The Youth Enrichment Center is a 501(c)(3) nonprofit
organization dedicated to positive youth development, nature-based education,
and stewardship of the unique agricultural landscape of New England. It s based
at Hilton-Winn Farm, a King’s Grant farm dating back to the 1600s.
Over its 400+-year history, the Hilton-Winn Farm has been a
witness to the changing cultural and environmental landscape of southern New
England. Its early inhabitants were likely participants in the colonial French
and Indian Wars, and since then the property has supported a range of economic
activity that reflects Maine history. It has been used variously to cultivate
many different kinds of vegetables, fruit orchards, raspberries, and
blueberries, to run a logging sawmill and a blacksmithing operation, and to
raise chickens and dairy cows, among other activities. Today, it provides the
perfect setting for the Youth Enrichment Center.
The land that comprises the Hilton-Winn farm has a rich
history, starting with the first known inhabitants: the Algonquian-speaking
Armouchiquois tribe of Native Americans who were based in what is today Saco,
Maine, according to its website.
The farm’s site first came under English colonial influence
in 1620 through a land patent from King James 1 to the Plymouth Council for New
England. It appears that English settler Edward Winn acquired a royal land
grant of the property in or about 1640, and by 1710 his grandson Josiah Winn
had settled 10 acres of land there. The property—which grew to over 200
acres—was farmed by eight generations of Winns, and then Clifford Hilton (Ada
Winn’s son) purchased the farm in the 1940s.

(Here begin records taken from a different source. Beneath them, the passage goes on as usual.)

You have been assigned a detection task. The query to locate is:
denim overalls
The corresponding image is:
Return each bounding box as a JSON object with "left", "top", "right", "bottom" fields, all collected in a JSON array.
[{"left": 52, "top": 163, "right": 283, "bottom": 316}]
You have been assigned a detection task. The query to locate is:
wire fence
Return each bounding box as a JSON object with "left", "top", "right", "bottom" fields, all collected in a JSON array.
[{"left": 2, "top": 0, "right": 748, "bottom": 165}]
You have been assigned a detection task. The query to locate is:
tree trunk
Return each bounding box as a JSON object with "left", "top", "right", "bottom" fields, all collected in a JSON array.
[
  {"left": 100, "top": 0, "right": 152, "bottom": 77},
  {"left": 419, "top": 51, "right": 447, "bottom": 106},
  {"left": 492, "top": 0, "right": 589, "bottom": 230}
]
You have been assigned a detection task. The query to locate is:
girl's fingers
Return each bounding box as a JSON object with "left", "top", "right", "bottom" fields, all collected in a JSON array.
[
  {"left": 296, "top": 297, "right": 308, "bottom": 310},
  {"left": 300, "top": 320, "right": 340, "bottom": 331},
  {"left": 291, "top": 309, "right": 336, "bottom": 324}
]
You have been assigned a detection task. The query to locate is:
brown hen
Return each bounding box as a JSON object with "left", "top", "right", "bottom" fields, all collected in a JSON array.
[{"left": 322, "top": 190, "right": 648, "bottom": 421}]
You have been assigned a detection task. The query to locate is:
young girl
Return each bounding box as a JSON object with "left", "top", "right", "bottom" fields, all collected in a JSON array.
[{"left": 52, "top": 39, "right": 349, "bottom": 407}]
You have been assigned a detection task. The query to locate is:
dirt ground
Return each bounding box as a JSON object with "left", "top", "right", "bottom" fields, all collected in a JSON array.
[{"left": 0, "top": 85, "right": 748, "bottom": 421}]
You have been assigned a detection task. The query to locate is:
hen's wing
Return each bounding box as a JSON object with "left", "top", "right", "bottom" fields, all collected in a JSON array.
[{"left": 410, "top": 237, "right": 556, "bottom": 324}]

In the 1990s, as the rural qualities of southern Maine life
were being threatened by rampant development, Ethel Hilton, the 9th generation
of the Hilton‐Winn family, was
dedicated to preserving the woodlands, wetlands, and agricultural character of
this historic property for future generations to enjoy. In 1998 she donated 185
acres of the property to the York Land Trust, which now forms the Hilton‐Winn King’s Grant Conservation Area.
In 2002 Youth Enrichment Center executive director Nancy
Breen purchased the remaining central forty-eight acres of rolling fields and
forests with one goal in mind: to establish a safe, peaceful, and fun
environment for children to connect with the land, learn about the science and
art of farming, and be transformed along the way.
The Fall Fun Farm Day is one of many offerings that looks to
achieve this mission.
Admission for the Fall Fun Farm Day is $5 for adults and $3
for kids; the day starts at 10 a.m. and goes until 4 p.m.